Social Security numbers and fullz
- Americans have the cheapest fullz (full credentials), averaging $8 per record. Japan and the UAE have the most expensive identities at an average of $25.
Social Security numbers and other national ID numbers are for sale on the dark web but aren’t particularly useful to cybercriminals on their own.
They are usually accompanied by other personal information, including a person’s name, date of birth, address, phone number, account numbers, and other personal information that cybercriminals use for identity fraud, including opening up new lines of credit in the victim’s name, taking over accounts, and withdrawing from banks, among other crimes.
These bundles of personal info are called “fullz“, short for “full credentials.” So instead of looking at the prices of SSNs on their own, Comparitech researchers analyzed the prices of fullz.
A few factors affect the price of fullz:
As with credit cards, the location of the victim whose information is up for sale has a significant influence on price. Americans have the cheapest fullz, averaging $8 per record. Japan, the UAE, and Europe have the most expensive identities at an average of $25.
|Country||Fullz price on dark web (average, US$)|
Note that countries other than the US might not use Social Security numbers, but they usually have a similar national ID number, such as the UK’s SIN numbers.
Not all fullz are the same. While SSN, name, and DOB are all fairly standard in fullz, other information can be included or excluded and thereby change the price. Fullz that come with a driver’s license number, bank account statement, or utility bill will be worth more than those without, for example.
Some fullz even include photos or scans of identification cards, such as a passport or driver’s license.
Keeping your data safe
Credit cards, Paypal accounts, and fullz are the most popular types of stolen information traded on the dark web, but they’re far from the only data worth stealing. Sales of passports, driver’s licenses, frequent flyer miles, streaming accounts, dating profiles, social media accounts, bank accounts, and debit cards are also common, but not nearly as popular.

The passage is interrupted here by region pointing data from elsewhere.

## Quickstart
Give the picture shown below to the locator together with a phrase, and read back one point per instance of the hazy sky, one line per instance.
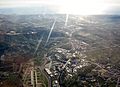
(75, 6)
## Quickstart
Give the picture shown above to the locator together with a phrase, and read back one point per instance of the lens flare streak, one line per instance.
(66, 20)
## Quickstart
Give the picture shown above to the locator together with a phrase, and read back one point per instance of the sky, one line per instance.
(68, 6)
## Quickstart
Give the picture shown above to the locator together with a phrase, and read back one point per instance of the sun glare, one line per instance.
(83, 7)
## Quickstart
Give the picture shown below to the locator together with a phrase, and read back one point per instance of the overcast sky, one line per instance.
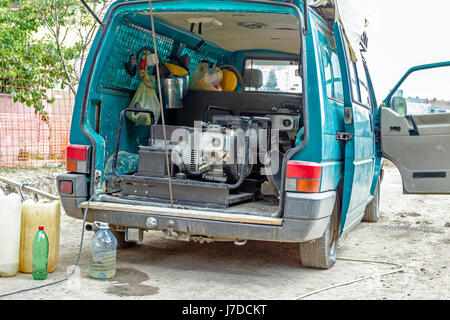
(402, 34)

Most data bought and sold on dark web marketplaces is stolen through phishing, credential stuffing, data breaches, and card skimmers. Here’s a few tips for avoiding those attacks:
- There’s not much an end user can do about data breaches except to register fewer accounts and minimize your digital footprint.
- Keep an eye out for card skimmers at points of sale, particularly unmanned ones such as those at gas stations.
- Learn how to spot and avoid phishing emails and other messages.
- Credential stuffing can be avoided by using strong, unique passwords on all of your accounts.
Comparitech researchers gathered listings for stolen credit cards, PayPal accounts, and other illicit goods and services on 13 dark web marketplaces. For legal reasons, we will not publicly disclose which marketplaces were used. Information in the listings was entered into a spreadsheet for data analysis and statistical calculations.
In total, the analysis included more than 200 listings for PayPal accounts and about 400 listings for credit cards.